A new survey report from the Modern Language Association of America (MLA) shows that students in US institutions of higher education are increasingly opting for studies in a broad range of languages other than English.

Produced with the support of the US Department of Education, the MLA report shows that enrollments in foreign language courses among undergraduate and graduate students in colleges and universities have grown by 6.6% between 2006 and 2009, led primarily by a surge in enrollments in Arabic, up 46.3%. In terms of absolute numbers, Spanish continued to be the most popular language with a growth of 5% from 2006, followed by French which also registered a close rate of growth.

Other languages that recorded significant growth were Korean, Chinese, Portuguese and the American Sign Language, commonly referred to as ASL.

Although overall growth has slowed somewhat since the Association's last report in 2006 (12.9% between 2002-06), what has been heartening among language study experts is the greater interest in a broader variety of languages, even those outside the fifteen most commonly taught (classified in the MLA report as less commonly taught languages, or LCTLs). The number of such languages also saw an increase with 217 LCTLs offered for study in 2009, 35 more than in 2006. Enrollments in these grew by 20.8% during the period.

Globalization, the consequent spread of career opportunities across the world, and the growing awareness of the need to engage with nations across the global village at a socio-cultural level are some of the reasons behind the rise in interest among students to study languages other than English. However, one would think that most view foreign language training as a means to an end, rather than the end itself, given the 6.7% decline in graduate enrollments in languages.

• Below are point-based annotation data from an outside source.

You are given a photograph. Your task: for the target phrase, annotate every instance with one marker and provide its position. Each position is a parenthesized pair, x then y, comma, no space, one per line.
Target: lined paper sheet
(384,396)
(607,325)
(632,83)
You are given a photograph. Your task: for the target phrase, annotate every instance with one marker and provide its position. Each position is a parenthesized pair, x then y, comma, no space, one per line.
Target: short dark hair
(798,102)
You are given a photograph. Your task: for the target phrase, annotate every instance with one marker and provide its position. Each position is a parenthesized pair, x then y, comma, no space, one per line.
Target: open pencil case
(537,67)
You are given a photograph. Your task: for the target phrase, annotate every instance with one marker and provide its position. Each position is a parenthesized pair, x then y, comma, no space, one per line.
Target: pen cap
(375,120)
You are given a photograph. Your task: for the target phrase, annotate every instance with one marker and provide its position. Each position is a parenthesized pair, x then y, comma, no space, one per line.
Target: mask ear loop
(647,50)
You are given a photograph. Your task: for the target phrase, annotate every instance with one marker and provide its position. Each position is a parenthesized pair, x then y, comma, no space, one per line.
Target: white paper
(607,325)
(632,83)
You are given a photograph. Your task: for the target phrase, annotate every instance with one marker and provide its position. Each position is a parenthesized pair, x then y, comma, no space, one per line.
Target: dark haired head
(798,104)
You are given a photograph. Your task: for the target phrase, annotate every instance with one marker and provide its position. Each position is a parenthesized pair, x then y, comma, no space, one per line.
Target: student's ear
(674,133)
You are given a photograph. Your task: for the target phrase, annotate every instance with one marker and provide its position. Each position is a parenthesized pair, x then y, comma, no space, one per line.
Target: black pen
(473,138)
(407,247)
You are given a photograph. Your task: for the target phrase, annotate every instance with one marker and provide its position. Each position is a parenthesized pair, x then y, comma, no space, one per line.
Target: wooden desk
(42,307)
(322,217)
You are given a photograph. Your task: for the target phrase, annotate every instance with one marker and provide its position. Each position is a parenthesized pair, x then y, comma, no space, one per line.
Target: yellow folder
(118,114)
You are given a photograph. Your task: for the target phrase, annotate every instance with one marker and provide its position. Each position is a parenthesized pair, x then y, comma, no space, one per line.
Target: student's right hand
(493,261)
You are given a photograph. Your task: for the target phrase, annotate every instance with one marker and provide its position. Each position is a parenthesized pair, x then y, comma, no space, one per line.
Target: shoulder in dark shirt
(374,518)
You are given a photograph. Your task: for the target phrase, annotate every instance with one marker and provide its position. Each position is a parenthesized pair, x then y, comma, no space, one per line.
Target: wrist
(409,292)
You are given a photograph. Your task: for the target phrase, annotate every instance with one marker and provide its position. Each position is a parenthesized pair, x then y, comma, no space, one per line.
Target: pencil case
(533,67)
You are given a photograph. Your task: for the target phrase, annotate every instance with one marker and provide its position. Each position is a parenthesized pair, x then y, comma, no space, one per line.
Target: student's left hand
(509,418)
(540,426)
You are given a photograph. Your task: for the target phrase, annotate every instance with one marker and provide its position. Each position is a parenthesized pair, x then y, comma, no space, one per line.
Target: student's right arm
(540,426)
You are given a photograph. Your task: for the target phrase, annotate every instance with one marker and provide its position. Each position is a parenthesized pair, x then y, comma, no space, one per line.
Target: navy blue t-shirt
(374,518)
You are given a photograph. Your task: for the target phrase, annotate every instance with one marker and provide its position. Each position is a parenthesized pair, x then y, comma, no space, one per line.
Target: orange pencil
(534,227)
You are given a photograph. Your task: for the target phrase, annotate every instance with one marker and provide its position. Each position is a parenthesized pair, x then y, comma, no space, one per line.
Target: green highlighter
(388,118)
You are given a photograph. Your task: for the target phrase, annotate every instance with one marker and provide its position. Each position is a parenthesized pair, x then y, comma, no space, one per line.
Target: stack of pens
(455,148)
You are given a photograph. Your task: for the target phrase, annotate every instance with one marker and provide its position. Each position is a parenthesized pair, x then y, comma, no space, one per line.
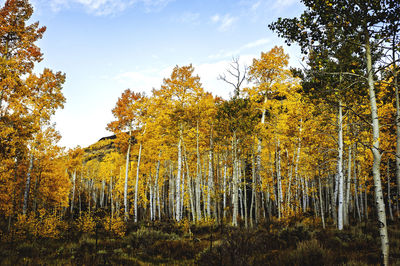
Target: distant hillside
(99,149)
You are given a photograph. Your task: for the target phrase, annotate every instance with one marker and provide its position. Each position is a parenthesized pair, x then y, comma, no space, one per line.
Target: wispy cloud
(279,4)
(109,7)
(224,22)
(189,17)
(247,46)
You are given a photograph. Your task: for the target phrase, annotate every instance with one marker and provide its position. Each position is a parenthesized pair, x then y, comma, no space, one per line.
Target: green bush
(308,252)
(144,237)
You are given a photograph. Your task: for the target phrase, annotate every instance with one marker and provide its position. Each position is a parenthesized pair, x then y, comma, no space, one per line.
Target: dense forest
(299,166)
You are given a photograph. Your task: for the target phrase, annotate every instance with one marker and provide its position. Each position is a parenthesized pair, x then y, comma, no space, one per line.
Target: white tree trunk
(126,207)
(380,205)
(198,177)
(210,183)
(235,182)
(178,179)
(28,185)
(73,191)
(340,167)
(137,181)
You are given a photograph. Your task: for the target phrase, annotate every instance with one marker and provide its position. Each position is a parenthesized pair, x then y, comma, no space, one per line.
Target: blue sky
(107,46)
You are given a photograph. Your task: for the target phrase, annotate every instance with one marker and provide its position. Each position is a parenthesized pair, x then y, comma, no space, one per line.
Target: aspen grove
(321,142)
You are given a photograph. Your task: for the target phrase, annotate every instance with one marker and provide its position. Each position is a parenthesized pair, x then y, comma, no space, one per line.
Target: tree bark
(126,207)
(28,186)
(340,167)
(178,179)
(380,205)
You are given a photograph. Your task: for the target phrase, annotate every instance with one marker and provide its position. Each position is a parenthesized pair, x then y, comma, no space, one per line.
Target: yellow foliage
(86,223)
(44,226)
(115,225)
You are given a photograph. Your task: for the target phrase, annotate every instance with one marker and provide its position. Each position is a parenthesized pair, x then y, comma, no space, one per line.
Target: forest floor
(298,241)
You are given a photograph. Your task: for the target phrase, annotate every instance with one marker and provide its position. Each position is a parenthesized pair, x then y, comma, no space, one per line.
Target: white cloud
(108,7)
(247,46)
(279,4)
(224,22)
(256,43)
(189,17)
(143,80)
(209,72)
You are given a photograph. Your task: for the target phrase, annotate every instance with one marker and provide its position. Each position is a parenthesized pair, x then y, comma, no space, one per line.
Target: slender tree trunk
(356,200)
(380,205)
(73,192)
(126,207)
(224,187)
(340,166)
(198,176)
(103,187)
(210,183)
(348,189)
(137,182)
(396,87)
(178,179)
(235,182)
(111,198)
(28,186)
(389,198)
(158,189)
(321,202)
(279,181)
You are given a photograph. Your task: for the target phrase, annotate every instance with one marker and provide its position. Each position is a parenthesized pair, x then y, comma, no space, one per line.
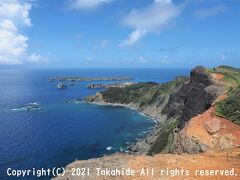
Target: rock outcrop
(173,104)
(188,123)
(193,98)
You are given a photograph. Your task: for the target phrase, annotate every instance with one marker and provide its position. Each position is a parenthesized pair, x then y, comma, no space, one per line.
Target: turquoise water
(58,133)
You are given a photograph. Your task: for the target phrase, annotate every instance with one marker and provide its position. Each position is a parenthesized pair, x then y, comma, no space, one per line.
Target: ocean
(59,133)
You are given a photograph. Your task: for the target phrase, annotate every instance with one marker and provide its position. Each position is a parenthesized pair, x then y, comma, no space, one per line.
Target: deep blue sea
(59,133)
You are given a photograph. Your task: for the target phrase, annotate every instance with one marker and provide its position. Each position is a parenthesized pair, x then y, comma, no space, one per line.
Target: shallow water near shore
(58,133)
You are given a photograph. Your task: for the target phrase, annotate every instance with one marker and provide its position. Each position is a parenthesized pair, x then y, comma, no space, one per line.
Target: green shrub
(230,107)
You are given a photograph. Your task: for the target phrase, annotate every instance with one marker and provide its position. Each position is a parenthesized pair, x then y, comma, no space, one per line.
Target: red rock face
(210,132)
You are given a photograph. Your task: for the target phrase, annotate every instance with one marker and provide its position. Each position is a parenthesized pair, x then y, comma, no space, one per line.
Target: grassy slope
(142,93)
(230,107)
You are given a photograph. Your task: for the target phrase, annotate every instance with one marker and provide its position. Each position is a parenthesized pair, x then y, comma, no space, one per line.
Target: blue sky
(119,33)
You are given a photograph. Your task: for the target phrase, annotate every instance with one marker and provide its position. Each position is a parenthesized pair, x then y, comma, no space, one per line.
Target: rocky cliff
(196,115)
(173,103)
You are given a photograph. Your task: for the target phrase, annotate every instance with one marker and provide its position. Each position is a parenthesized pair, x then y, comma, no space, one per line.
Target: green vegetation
(230,107)
(163,137)
(142,93)
(231,74)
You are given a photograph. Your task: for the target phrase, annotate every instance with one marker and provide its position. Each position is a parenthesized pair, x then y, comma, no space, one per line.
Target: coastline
(133,148)
(156,120)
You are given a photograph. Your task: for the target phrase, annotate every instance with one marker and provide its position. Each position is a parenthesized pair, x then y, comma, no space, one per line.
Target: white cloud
(36,58)
(88,60)
(142,60)
(164,60)
(149,19)
(87,4)
(205,13)
(104,44)
(13,45)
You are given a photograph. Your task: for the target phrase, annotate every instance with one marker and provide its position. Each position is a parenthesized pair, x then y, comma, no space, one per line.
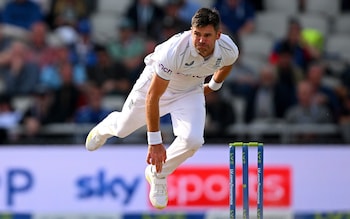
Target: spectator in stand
(50,75)
(146,17)
(344,118)
(220,114)
(237,16)
(36,115)
(93,112)
(21,13)
(19,75)
(67,12)
(186,9)
(66,98)
(288,74)
(41,53)
(307,111)
(9,119)
(5,41)
(268,101)
(171,23)
(242,77)
(83,51)
(324,95)
(300,54)
(128,49)
(111,77)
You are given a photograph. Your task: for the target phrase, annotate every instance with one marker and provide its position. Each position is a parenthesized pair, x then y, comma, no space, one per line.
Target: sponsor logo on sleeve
(165,69)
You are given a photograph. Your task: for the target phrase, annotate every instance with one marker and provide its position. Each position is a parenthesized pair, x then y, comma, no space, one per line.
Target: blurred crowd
(48,53)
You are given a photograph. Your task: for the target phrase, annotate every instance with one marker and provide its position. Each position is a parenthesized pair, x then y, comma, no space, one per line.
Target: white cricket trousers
(187,112)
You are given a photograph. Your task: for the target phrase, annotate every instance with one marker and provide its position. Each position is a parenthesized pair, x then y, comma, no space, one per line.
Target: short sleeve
(163,60)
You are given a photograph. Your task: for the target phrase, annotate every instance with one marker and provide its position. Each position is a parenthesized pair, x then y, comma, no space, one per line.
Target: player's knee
(194,143)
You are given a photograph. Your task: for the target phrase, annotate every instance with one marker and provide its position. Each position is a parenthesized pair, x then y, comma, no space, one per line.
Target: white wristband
(154,138)
(214,85)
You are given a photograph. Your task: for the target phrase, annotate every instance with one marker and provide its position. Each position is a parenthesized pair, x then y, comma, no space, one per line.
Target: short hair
(206,16)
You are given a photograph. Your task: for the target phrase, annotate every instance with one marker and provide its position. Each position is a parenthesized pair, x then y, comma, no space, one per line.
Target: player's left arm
(217,79)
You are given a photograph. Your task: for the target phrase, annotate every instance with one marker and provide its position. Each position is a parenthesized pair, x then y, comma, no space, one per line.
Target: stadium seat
(104,26)
(315,21)
(254,62)
(257,44)
(112,6)
(284,6)
(338,45)
(342,23)
(327,7)
(272,23)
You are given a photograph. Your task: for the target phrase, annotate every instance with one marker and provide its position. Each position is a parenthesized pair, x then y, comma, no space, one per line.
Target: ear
(218,35)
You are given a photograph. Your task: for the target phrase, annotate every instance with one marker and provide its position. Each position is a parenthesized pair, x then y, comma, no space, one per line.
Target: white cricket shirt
(178,61)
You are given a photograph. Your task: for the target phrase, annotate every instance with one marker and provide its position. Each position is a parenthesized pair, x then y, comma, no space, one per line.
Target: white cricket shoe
(158,194)
(94,140)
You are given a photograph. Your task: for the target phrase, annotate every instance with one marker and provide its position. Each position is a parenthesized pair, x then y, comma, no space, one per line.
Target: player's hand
(156,156)
(207,90)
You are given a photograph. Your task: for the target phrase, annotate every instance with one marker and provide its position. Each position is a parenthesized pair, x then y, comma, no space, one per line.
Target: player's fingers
(148,159)
(159,166)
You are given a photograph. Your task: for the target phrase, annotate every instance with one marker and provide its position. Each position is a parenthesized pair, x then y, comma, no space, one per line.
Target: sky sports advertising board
(71,180)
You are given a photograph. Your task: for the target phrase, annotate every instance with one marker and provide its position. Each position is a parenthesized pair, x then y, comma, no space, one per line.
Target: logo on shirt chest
(218,63)
(165,69)
(189,64)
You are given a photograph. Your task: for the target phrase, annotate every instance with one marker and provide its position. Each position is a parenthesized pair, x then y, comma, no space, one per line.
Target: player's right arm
(156,152)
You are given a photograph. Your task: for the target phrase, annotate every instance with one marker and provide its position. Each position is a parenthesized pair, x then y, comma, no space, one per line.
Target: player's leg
(188,115)
(119,124)
(188,120)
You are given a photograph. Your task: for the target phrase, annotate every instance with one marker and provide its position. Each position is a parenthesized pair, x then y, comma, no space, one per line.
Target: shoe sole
(156,206)
(88,139)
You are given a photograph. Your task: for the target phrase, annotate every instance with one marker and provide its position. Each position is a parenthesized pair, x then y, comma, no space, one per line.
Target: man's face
(204,38)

Ironically, despite the continued interest in language studies among students, the American university system has recently seen frequent and common cutbacks in language offerings, due in part to budget challenges. Business Schools, however, strongly encourage their students to take language courses - either as electives through the broader University ecosystem that they belong to, or through exclusive tie-ups or specially designed courses for their students.